C.A.: Identificamos diez factores que influyen en la adopción de prácticas de consumo sostenible, como la conveniencia, el bienestar personal, el acceso a alternativas o las habilidades individuales. También encontramos algo que desafía modelos tradicionales: muchas veces la motivación no aparece antes del comportamiento, sino después. Cuando las personas cambian sus hábitos descubren beneficios que no habían anticipado, como ahorro, bienestar o mayor conciencia sobre su impacto.
El contexto del individuo sigue siendo determinante…
C.A.: Claro. En algunos ámbitos, como el manejo de residuos, cada vez hay más infraestructura para separar y reciclar. Pero en otros, como la movilidad sostenible, todavía existen grandes limitaciones. Muchas veces esas barreras no tienen que ver solo con el precio. Factores como la seguridad o el clima pueden ser incluso más determinantes que el costo.
¿Qué rol pueden cumplir las empresas?
C.A.: Las empresas tienen una oportunidad importante para facilitar comportamientos sostenibles. Muchas de las barreras que enfrentan los consumidores están relacionadas con el contexto, y ahí es donde las organizaciones pueden generar soluciones. Un ejemplo son los modelos de negocio circulares, en los que las empresas promueven la reparación, la reutilización o la reventa de productos. El reto es ir más allá de las campañas de conciencia y ofrecer alternativas concretas.
¿Qué tipo de empresas estarán mejor preparadas para el futuro?

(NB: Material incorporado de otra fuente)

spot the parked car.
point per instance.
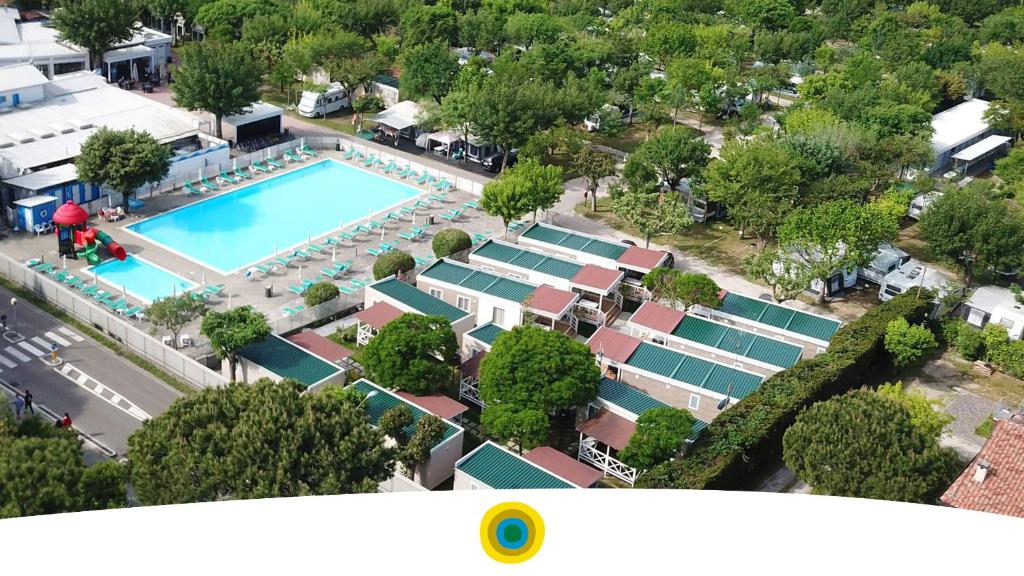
(493, 163)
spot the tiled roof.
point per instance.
(502, 469)
(289, 361)
(486, 333)
(755, 346)
(478, 281)
(1001, 491)
(779, 317)
(694, 371)
(418, 299)
(572, 241)
(384, 400)
(519, 257)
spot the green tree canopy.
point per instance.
(528, 373)
(221, 79)
(413, 354)
(232, 330)
(123, 160)
(265, 440)
(865, 446)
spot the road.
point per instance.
(105, 396)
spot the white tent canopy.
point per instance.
(976, 151)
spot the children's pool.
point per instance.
(243, 228)
(140, 279)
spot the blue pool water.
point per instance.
(140, 279)
(239, 229)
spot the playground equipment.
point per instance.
(73, 231)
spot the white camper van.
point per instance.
(317, 104)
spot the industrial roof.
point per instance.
(384, 400)
(574, 241)
(958, 124)
(694, 371)
(502, 469)
(289, 361)
(478, 281)
(809, 325)
(486, 333)
(418, 299)
(755, 346)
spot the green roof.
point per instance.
(694, 371)
(518, 257)
(779, 317)
(419, 300)
(385, 400)
(486, 333)
(479, 281)
(502, 469)
(289, 361)
(572, 241)
(743, 343)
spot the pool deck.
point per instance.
(239, 290)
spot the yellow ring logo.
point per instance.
(511, 532)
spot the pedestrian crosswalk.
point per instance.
(35, 346)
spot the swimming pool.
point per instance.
(140, 279)
(245, 227)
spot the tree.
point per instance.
(593, 165)
(660, 434)
(95, 25)
(223, 80)
(122, 160)
(174, 313)
(232, 330)
(394, 421)
(841, 235)
(862, 445)
(429, 432)
(320, 293)
(652, 214)
(908, 343)
(758, 182)
(976, 229)
(926, 413)
(529, 373)
(413, 354)
(428, 71)
(265, 440)
(451, 241)
(394, 262)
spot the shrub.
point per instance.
(908, 343)
(320, 293)
(749, 437)
(393, 262)
(451, 241)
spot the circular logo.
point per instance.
(511, 532)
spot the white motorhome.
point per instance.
(318, 104)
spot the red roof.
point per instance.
(560, 464)
(378, 315)
(641, 257)
(1001, 488)
(320, 345)
(608, 428)
(551, 300)
(438, 405)
(599, 278)
(614, 345)
(656, 317)
(70, 214)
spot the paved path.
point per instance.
(105, 396)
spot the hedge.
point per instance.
(747, 439)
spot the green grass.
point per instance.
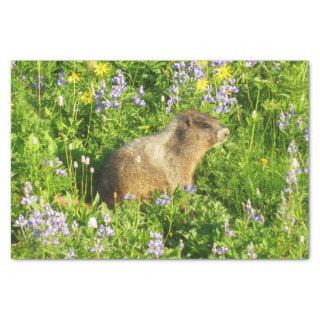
(227, 177)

A.V.: Aquellas capaces de identificar señales de cambio y adaptarse rápidamente. Los consumidores están exigiendo mayor transparencia, coherencia entre lo que las empresas dicen y lo que realmente hacen, trazabilidad. También tendrán que entender nuevas dinámicas demográficas, tecnológicas y sociales. Las empresas tienen que entender al consumidor, además de ser coherentes con lo que dicen, hacen y con lo que deben hacer.
Finalmente, ¿qué lecciones deja esta investigación?

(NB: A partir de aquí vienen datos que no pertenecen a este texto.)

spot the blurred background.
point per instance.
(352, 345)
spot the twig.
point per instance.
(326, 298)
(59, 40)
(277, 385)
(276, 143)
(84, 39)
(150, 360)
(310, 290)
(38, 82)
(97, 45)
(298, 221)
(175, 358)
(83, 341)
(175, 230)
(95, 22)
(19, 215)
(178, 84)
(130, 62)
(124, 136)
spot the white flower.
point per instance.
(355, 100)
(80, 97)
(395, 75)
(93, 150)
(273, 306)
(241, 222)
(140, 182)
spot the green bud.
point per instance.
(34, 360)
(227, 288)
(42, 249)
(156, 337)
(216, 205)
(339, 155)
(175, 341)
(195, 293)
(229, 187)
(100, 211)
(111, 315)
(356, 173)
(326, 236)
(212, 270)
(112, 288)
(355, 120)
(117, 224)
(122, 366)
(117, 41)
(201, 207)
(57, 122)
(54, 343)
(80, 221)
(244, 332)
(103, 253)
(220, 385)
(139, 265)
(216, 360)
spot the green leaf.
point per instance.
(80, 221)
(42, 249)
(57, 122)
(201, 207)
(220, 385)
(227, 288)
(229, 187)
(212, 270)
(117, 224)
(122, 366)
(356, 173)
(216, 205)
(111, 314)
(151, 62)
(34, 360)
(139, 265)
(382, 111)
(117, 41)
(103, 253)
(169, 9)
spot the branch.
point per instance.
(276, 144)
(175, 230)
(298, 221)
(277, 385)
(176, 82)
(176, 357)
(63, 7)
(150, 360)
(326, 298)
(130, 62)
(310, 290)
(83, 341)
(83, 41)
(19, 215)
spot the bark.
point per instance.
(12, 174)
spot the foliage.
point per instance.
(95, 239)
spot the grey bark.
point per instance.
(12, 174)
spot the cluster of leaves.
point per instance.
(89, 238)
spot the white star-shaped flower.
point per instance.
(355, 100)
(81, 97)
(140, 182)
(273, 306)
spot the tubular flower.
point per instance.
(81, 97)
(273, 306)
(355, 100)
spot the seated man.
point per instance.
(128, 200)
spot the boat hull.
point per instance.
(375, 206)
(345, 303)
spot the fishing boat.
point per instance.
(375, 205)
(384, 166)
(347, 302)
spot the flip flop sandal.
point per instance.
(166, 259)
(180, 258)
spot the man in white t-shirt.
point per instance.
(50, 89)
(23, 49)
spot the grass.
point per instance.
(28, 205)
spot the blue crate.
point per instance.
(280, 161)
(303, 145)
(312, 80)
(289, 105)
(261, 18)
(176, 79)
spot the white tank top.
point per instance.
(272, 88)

C.A.: Que no se trata solo de conciencia ambiental, sino de entender cómo interactúan las decisiones individuales y las oportunidades del sistema. También que es clave poner al individuo en el centro: las empresas que logren entender mejor qué motiva o limita a las personas tendrán una mejor posición para diseñar productos, servicios y modelos de negocio sostenibles.
A.V.: Las empresas no deben pensar solo en el hoy; es una visión muy corta. Deben entender al consumidor, lo que necesita; escucharlos y así poder cambiar sus modelos y ser más rentables. El comportamiento, en definitiva, genera muchas señales.